His good work at NetVirta did not go unnoticed, and Bing Zong was approached by an Amazon recruiter in early 2020. When he was eventually offered the role, he accepted, feeling it was a great opportunity to challenge himself and learn more about software development on a scale like Amazon’s. The relocation process took longer than usual due to delayed visa applications as a result of COVID-19, but it was still smooth overall thanks to the Amazon relocation specialists.
Bing Zong is currently a software engineer on the Amazon Alexa Internet team, where he works on all areas of the software development lifecycle. In a typical day, Bing Zong works on both frontend and backend services. This ranges from gathering requirements, planning, designing, implementing, testing, deployment, to operational maintenance.
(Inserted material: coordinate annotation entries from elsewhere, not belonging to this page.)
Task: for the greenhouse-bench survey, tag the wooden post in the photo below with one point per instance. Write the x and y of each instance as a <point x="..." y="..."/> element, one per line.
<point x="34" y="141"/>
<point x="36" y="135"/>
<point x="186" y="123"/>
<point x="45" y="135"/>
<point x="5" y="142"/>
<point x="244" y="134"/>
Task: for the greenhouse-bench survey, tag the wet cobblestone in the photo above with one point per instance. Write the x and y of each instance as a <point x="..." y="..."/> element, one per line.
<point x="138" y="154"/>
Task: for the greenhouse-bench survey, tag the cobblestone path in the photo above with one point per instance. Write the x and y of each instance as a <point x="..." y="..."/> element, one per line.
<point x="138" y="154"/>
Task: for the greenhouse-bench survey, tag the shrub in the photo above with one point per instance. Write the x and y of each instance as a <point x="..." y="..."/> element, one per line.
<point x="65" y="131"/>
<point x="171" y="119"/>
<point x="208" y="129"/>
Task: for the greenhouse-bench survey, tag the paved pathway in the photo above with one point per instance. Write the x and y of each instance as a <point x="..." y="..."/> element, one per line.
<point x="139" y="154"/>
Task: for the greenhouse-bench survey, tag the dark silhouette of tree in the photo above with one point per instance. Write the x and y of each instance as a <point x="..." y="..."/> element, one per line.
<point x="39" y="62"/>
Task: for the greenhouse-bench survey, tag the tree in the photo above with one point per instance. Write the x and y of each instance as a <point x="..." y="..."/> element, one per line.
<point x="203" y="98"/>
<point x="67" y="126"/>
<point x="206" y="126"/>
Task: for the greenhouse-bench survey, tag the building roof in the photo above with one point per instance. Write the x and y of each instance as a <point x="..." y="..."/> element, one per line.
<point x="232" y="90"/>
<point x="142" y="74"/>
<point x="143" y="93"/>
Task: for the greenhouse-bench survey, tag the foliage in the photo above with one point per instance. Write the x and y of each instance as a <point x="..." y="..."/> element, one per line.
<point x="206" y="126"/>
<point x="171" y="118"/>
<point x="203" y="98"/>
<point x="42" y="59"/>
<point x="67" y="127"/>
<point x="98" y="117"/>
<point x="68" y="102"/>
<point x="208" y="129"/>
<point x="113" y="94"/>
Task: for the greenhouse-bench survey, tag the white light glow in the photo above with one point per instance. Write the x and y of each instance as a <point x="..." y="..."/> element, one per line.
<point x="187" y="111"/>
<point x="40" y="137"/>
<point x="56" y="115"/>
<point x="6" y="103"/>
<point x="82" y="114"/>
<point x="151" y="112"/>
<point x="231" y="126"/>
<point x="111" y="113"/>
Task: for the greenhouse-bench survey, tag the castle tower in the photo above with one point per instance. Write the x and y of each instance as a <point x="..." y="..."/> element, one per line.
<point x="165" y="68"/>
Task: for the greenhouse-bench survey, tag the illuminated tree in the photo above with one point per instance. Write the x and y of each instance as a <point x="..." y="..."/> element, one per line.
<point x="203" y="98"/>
He makes use of various programming languages and technologies, together with Amazon Web Services, to produce highly robust software that can operate smoothly on a large scale.
For any other students or graduates looking to go into a similar field, Bing Zong advises them to build up strong computer science fundamentals such as those taught at DigiPen (Singapore). Doing so, he says, will enable them to pick up new technologies faster while understanding how things work. After all, technology is constantly evolving. And while keeping up with new technology and systems can sometimes be challenging, Bing Zong loves what he’s doing. “In programming, I’m able to build all kinds of things,” he says. “It’s like solving a puzzle, and there is a great sense of satisfaction whenever I manage to resolve a complex problem or bug.”